“Selection of a dose (or doses) to carry into confirmatory Phase III trials is among the most difficult decisions that need to be made during drug development. Although the exact numbers are not known, it is thought that the high attrition rate which continues to plague the pharmaceutical industry in Phase III studies may, in part, be due to inadequate dose selection – doses that are too low to achieve adequate benefit, as well as doses that are too high and lead to dose-related adverse events in the population. There is also evidence that, even after registration, dose-adjustments in the label continue to be required with some frequency.”
Smarter clinical trial designs can draw on a number of techniques that can be used to help tackle this problem.
Modeling the dose response relationship allows more doses to be tested in a trail without requiring more subjects or losing power. Testing more doses usually allows the trial result to be more conclusive and makes it more likely that an ineffective dose is included. Without an ineffective dose regulators may require a dose finding study to be re-run as a minimum effective dose has nto been identified.
Monitoring the probabilities of a successful outcome to the trial often allows a failing trial to be identified early and (depending on the cause of the failure) either corrective action taken or the compound’s development stopped early – saving significant costs and allowing resources to be allocated elsewhere.
Adaptive allocation allows the number of subjects on ineffective doses or doses that are unnecessarily high to be minimized, and the number of subjects on the doses in the range likely to be used in phase 3 maximised.

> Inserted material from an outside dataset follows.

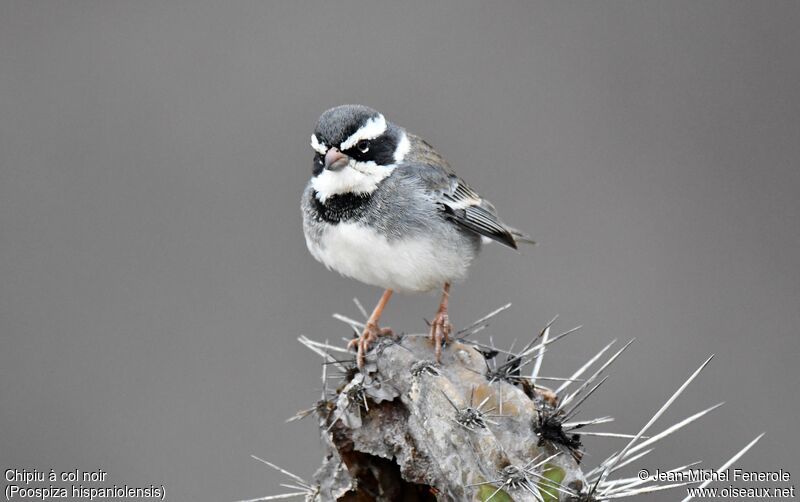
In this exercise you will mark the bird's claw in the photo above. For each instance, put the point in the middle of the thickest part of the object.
(440, 332)
(362, 343)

Longitudinal or biomarker modeling allows early responses or early biomarker values to be used to predict subjects final outcomes, allowing earlier adaptation, stopping or study size decisions.
As new initiatives in drug discovery and pre-clinical yield more complex treatments that require drug-drug interactions or patient sub-populations to be catered for in the trial, so these can be tackled by new and extended smart trial techniques using models for disease progression, dose combinations, predictive biomarkers. It seems likely that the full benefits of current translational medicine initiatives can only be realised within smarter trial designs.